Bring your C++ Application to the Web with Web Assembly

This post is 4 years old. (Or older!) Code samples may not work, screenshots may be missing and links could be broken. Although some of the content may be relevant please take it with a pinch of salt.

In the past year, I had the chance to deliver a talk at a few conferences/meetups titled "Supercharge your JavaScript with Web Assembly". As part of that talk, I showcased an application where I ported a C++ project to the web by using web assembly.

In a nutshell, web assembly allows us to bring native applications to the web and generally speaking; there are three main reasons why you'd want to consider web assembly for your next project:

Reuse existing code: you already have something written in a language such as C or Rust, and you wish to bring that to the web.
Performance: most of the time, JavaScript and web assembly perform similarly; however, web assembly has more predictable performance due to how the V8 engine is creating the machine-readable code.
Binary size: A web assembly module can be compressed quite a lot using gzip or brotli, and it can be much smaller than a JavaScript file.

With all these options in mind, the use-case we'll go through in this post is related to the first point.

Back in 2017, my colleague, Jon Sneyers has created a C++ project called SSIMULACRA - "Structural SIMilarity Unveiling Local And Compression Related Artifacts".

You can learn more about the project, and the implementation details of SSIMULACRA in the article titled Detecting the psychovisual impact of compression related artifacts using SSIMULACRA by Jon.

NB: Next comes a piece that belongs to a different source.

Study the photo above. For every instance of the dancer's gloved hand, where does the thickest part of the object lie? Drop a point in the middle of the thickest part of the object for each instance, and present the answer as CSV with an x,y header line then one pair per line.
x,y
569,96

To give you some context and explain the project in a nutshell, it allows us to compare two images for detecting quality differences between the two. Image compression and optimisation play an important factor in today's web ecosystem. It forms a critical part of any web performance project; however, image optimisation should be done without losing visual fidelity. In other words, you don't want to over optimise an image and produce a low-quality version. SSIMULACRA compares two of the same images and can tell you if an image is over-optimised. The result of running the tool is a number. A number closer to 1 indicates a really pixelated image, while a number close to 0 shows an image optimised in the right way, and there are no visual and visible defects on the image.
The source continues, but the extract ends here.